One of ordinary skill in the art will appreciate that：Various embodiments above is merely illustrative of the technical solution of the present invention, and It is non-that it is limited；Although the present invention is described in detail with reference to foregoing embodiments, one of ordinary skill in the art It should be understood that：It can still modify to the technical scheme described in foregoing embodiments, or to which part or All technical characteristic carries out equivalent；And these modifications or replacement, the essence of appropriate technical solution is departed from this hair Bright claim limited range.

Claims

1. a kind of identifying processing method suitable for the sensitive words and phrases of multiple Chinese, it is characterised in that including：

Obtain multiple default sensitive words and phrases；

Suffix tree is set up according to the sensitive words and phrases；

Obtain Chinese text to be identified；

The Chinese text to be identified is matched according to the suffix tree；

2. according to the method described in claim 1, it is characterised in that described to set up suffix tree according to the sensitive words and phrases, including：

S22, one root node of setting, the property value of the root node is the first preset value, and first preset value is any phonetic The arrangement value of letter；

S24, the acquisition sensitive words and phrases P_iM-th of character, to m-th of character resolution obtain correspondence phonetic head letter, according to The alphabetical and default phonetic alphabet of the head obtain the arrangement value of the head letter with the corresponding relation of arrangement value；

S25, judge whether the arrangement value of head letter is less than the first preset value, if being less than, by the corresponding section of m-th of character Point is arranged on the left side of the root node, conversely, being then arranged on the right side of the root node；

S25, the sensitive words and phrases P is obtained successively_iThe character of m-1, m-2 ... ..., 2,1, circulation step S24-S25 is by m- 1, m-2 ... ..., 2,1 corresponding nodes of character are arranged in the child nodes of the character nodes of m, m-1 ... ..., 2.

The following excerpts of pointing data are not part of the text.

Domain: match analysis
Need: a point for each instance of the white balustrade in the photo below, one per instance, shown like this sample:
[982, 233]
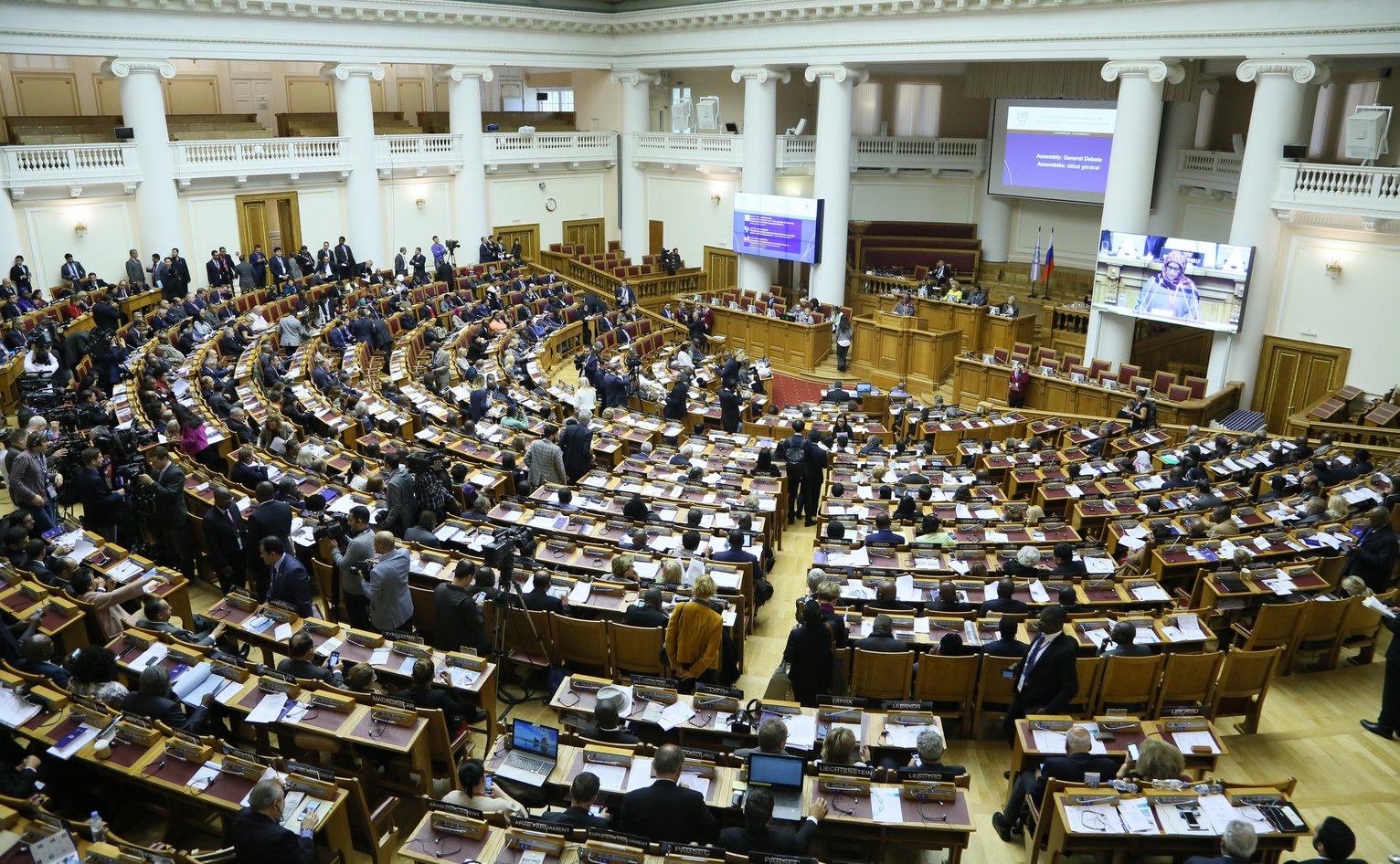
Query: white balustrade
[69, 165]
[1365, 192]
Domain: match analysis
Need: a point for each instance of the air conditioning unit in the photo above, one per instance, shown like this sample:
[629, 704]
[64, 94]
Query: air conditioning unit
[1365, 132]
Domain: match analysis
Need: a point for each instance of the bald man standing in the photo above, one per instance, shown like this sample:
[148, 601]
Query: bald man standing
[387, 585]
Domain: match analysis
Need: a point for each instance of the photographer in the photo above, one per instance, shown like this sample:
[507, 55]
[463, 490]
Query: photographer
[355, 552]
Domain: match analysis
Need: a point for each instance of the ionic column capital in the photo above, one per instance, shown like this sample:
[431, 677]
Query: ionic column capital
[122, 68]
[1155, 71]
[759, 75]
[1299, 68]
[837, 71]
[462, 73]
[634, 78]
[344, 71]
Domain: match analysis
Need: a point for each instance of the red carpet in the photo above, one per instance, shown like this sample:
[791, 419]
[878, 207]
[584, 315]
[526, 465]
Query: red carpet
[787, 390]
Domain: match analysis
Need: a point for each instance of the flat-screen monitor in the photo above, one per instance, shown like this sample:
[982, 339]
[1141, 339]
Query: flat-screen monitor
[776, 226]
[1052, 149]
[1192, 281]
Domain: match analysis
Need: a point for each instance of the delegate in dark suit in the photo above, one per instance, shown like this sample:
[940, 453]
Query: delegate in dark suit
[257, 839]
[742, 840]
[666, 813]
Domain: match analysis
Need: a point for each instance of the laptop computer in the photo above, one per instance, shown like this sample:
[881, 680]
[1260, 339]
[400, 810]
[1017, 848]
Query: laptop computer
[783, 777]
[534, 753]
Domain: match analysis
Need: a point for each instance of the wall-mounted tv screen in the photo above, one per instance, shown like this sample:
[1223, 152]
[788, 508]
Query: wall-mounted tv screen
[776, 226]
[1190, 281]
[1052, 149]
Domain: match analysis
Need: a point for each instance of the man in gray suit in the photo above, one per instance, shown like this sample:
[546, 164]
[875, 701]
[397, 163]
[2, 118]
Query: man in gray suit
[355, 552]
[400, 498]
[387, 587]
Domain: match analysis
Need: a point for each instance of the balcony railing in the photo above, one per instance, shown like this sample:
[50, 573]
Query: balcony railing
[257, 157]
[797, 153]
[69, 165]
[1370, 194]
[1208, 170]
[514, 149]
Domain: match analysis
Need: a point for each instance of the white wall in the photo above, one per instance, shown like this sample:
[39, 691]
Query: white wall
[1358, 310]
[518, 201]
[684, 202]
[47, 231]
[1076, 231]
[915, 199]
[405, 225]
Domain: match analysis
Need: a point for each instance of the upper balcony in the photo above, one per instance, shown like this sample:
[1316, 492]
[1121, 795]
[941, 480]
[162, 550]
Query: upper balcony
[797, 154]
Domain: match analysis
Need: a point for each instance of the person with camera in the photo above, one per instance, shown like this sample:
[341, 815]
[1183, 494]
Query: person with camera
[386, 585]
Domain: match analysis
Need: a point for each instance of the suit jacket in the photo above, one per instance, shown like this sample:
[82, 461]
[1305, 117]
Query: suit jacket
[574, 817]
[226, 540]
[665, 813]
[1052, 682]
[290, 585]
[258, 839]
[1373, 557]
[457, 619]
[387, 587]
[780, 840]
[402, 500]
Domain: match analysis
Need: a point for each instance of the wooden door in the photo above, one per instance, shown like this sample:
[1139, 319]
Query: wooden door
[1294, 374]
[589, 233]
[526, 234]
[655, 236]
[721, 268]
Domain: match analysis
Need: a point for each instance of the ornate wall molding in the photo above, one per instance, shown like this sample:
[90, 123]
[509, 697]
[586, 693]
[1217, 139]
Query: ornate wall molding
[461, 73]
[1299, 68]
[344, 71]
[1155, 71]
[122, 68]
[760, 73]
[839, 71]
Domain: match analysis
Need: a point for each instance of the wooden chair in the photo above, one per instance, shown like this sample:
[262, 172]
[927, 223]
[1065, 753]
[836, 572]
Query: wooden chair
[1196, 385]
[1242, 687]
[636, 650]
[1089, 669]
[580, 643]
[1186, 680]
[882, 675]
[373, 829]
[1363, 629]
[1320, 630]
[1274, 627]
[994, 692]
[948, 682]
[1129, 682]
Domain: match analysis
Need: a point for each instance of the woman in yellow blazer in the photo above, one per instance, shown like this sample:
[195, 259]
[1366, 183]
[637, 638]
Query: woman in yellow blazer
[694, 637]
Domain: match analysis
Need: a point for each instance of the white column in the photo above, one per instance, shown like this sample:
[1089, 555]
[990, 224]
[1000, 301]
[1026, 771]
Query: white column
[158, 226]
[1178, 134]
[760, 149]
[1128, 201]
[833, 174]
[636, 120]
[463, 99]
[355, 122]
[1273, 122]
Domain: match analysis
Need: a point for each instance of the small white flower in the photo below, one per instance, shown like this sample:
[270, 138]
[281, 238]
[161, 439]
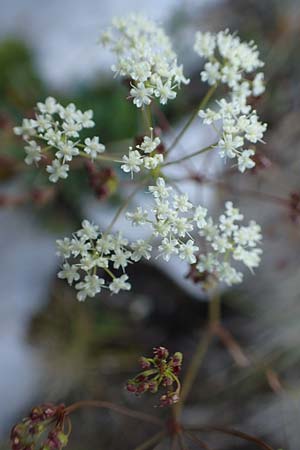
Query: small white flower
[66, 151]
[167, 248]
[138, 217]
[64, 247]
[205, 44]
[132, 162]
[187, 251]
[200, 216]
[245, 161]
[182, 203]
[211, 73]
[149, 144]
[119, 284]
[57, 170]
[160, 191]
[152, 162]
[164, 91]
[33, 153]
[258, 86]
[140, 249]
[91, 286]
[141, 95]
[120, 259]
[49, 107]
[69, 272]
[93, 147]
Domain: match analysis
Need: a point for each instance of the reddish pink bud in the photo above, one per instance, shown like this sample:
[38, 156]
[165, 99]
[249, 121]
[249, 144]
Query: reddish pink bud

3. according to the method described in claim 1, it is characterised in that the Chinese text to be identified is entered according to the suffix tree Row matching, including：The Chinese text to be identified is matched using BM algorithms according to the suffix tree.

4. according to the method described in claim 1, it is characterised in that the sensitive words and phrases include individual character, phrase and sentence.

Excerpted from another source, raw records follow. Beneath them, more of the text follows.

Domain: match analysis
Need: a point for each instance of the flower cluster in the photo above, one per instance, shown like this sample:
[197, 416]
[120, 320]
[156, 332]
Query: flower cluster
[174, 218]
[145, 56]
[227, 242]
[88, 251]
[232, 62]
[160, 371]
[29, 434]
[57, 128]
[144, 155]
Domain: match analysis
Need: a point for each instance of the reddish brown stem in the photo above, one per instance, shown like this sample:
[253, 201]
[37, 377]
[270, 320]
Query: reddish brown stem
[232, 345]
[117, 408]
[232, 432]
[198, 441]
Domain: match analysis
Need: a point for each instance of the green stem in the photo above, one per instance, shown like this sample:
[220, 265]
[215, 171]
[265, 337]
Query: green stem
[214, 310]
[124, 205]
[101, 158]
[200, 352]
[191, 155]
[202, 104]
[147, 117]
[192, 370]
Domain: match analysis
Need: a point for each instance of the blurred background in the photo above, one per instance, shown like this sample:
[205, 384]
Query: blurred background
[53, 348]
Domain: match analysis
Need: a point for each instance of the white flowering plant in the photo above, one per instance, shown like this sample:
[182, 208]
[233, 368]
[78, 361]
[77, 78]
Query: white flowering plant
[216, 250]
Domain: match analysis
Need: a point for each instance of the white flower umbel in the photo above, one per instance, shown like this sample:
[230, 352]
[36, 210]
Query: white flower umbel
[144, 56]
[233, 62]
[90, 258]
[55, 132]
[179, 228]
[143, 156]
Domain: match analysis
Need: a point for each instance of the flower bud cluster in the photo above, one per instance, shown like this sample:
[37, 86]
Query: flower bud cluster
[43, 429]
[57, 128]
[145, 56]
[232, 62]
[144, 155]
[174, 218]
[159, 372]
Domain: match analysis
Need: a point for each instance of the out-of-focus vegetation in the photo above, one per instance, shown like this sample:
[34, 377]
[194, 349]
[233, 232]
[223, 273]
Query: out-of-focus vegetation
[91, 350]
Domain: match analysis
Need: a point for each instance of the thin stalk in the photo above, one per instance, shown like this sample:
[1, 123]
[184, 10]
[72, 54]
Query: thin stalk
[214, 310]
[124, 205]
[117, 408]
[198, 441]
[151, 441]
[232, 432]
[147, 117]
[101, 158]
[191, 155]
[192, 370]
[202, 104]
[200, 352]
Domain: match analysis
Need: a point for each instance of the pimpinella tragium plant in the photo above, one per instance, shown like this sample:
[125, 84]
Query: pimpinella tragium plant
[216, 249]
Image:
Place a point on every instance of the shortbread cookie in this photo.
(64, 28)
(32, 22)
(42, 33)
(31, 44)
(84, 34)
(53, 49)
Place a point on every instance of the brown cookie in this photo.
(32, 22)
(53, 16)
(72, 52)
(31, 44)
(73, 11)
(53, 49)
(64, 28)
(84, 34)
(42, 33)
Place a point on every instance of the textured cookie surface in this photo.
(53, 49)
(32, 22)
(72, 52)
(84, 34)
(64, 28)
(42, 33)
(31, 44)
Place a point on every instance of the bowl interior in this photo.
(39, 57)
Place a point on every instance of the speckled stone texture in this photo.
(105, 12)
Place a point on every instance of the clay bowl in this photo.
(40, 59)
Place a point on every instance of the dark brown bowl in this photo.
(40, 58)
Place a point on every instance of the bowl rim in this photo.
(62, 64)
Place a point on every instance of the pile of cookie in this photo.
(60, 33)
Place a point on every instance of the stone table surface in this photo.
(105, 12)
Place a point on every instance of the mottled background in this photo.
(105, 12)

5. according to the method described in claim 1, it is characterised in that if after matching is failed, sending prompt message.

6. a kind of recognition process unit suitable for the sensitive words and phrases of multiple Chinese, it is characterised in that including：

Second acquisition module, for obtaining Chinese text to be identified；

7. device according to claim 6, it is characterised in that the processing module specifically for：

8. device according to claim 6, it is characterised in that the matching module specifically for：According to the suffix tree The Chinese text to be identified is matched using BM algorithms.

9. device according to claim 6, it is characterised in that the sensitive words and phrases include individual character, phrase and sentence.

10. device according to claim 6, it is characterised in that the display module is additionally operable to：After matching is failed, Send prompt message.